En el plano personal, su megalomanía le conduce a pretender dominar a una mujer indomable, por el mero placer de ejercitarse en la doma. No le basta con comprar su cuerpo, algo al alcance de cualquiera que pueda pagarlo, quiere ganarse su corazón. Pero a falta de un medio mejor, cariño, respeto, todos esos sentimientos y valores que le son desconocidos, lo hace a golpe de millones. La relación entre ambos es un convenio sellado ante una maleta llena de joyas. Sam le pide sumisión, aunque él lo llame confianza con voz melosa y caricias embusteras.

En ambos casos, desempeña un papel esencial su amigo Santoro. Sam es un tahúr protegido por la mafia, no un gángster. Nicky sí lo es. Para él Las Vegas también es el paraíso. La ausencia de crimen organizado le concede la exclusiva. No obstante, «la gente de casa» no quiere alterar el orden, ganan demasiado siendo legales.

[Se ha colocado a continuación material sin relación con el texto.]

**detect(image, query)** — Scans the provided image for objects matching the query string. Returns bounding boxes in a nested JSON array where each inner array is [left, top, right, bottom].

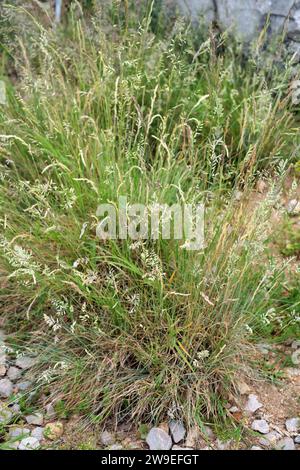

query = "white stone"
[[31, 427, 45, 440], [276, 437, 296, 450], [16, 380, 32, 391], [251, 419, 270, 434], [0, 378, 13, 398], [100, 431, 115, 447], [169, 420, 186, 443], [286, 199, 300, 215], [259, 430, 281, 446], [245, 394, 263, 413], [9, 427, 30, 439], [26, 413, 44, 426], [146, 427, 172, 450], [18, 436, 40, 450], [15, 356, 36, 370], [285, 417, 300, 434], [45, 403, 56, 419], [7, 366, 22, 381]]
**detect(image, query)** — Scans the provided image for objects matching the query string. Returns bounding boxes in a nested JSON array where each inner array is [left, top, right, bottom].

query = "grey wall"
[[175, 1, 300, 56]]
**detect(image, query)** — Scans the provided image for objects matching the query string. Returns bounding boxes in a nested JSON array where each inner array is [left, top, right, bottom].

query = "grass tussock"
[[0, 5, 299, 427]]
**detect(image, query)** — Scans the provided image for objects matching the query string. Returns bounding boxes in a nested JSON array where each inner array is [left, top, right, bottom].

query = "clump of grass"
[[0, 6, 299, 427]]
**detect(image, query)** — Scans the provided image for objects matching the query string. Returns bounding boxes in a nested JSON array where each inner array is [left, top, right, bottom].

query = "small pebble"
[[0, 378, 13, 398], [7, 366, 22, 381], [286, 199, 300, 215], [45, 403, 56, 419], [258, 430, 281, 447], [251, 419, 270, 434], [9, 427, 30, 439], [0, 364, 6, 377], [169, 420, 186, 443], [100, 430, 115, 447], [245, 394, 263, 413], [26, 413, 44, 426], [294, 435, 300, 444], [31, 427, 45, 440], [146, 427, 172, 450], [16, 381, 32, 391], [251, 445, 263, 450], [285, 417, 300, 434], [276, 437, 295, 450], [15, 356, 36, 370], [18, 436, 40, 450], [229, 406, 239, 413]]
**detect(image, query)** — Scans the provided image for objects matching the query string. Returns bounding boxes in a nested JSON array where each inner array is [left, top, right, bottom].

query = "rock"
[[7, 366, 22, 381], [259, 431, 281, 447], [0, 364, 6, 377], [15, 356, 36, 370], [294, 435, 300, 444], [100, 431, 115, 447], [9, 427, 30, 439], [228, 406, 240, 413], [31, 427, 45, 440], [286, 199, 300, 215], [169, 420, 186, 443], [18, 436, 40, 450], [0, 378, 13, 398], [16, 381, 32, 391], [251, 445, 263, 450], [44, 422, 64, 440], [236, 380, 250, 395], [45, 403, 56, 419], [177, 0, 215, 24], [291, 340, 300, 349], [146, 427, 172, 450], [276, 437, 296, 450], [245, 394, 263, 413], [25, 413, 44, 426], [285, 417, 300, 434], [251, 419, 270, 434]]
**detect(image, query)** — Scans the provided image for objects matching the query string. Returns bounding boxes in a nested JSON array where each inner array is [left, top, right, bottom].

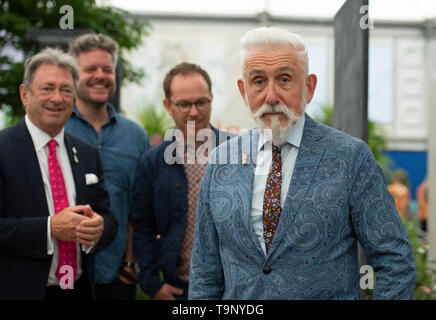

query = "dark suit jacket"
[[132, 125, 234, 297], [0, 119, 118, 300]]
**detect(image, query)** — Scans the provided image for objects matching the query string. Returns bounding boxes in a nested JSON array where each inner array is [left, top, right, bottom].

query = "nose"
[[94, 67, 105, 79], [50, 89, 63, 104], [188, 103, 200, 117], [265, 83, 279, 106]]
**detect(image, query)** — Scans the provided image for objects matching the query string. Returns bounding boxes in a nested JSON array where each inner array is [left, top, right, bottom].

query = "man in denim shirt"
[[66, 34, 149, 300]]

Pero no es dinero lo que ansía Nicky, es el poder. Su enfrentamiento con Sam a cuenta de la naturaleza de su ambición lo vuelve vulnerable a las manipulaciones de Ginger.

En su carácter megalómano reside la irracionalidad de los motivos que les hace sucumbir. Juegan a ser dioses en el paraíso, ignorando que la divinidad vigila y corrige las faltas, pero castiga con severidad los pecado, muy especialmente aquellos que cuestionen o interfieren en sus atribuciones. La soberbia es el principal atributo de la divinidad, por tanto el pecado máximo de la criatura, la falta con la que no transige su creador, el máximo desacato de que es capaz, es incurrir en ella.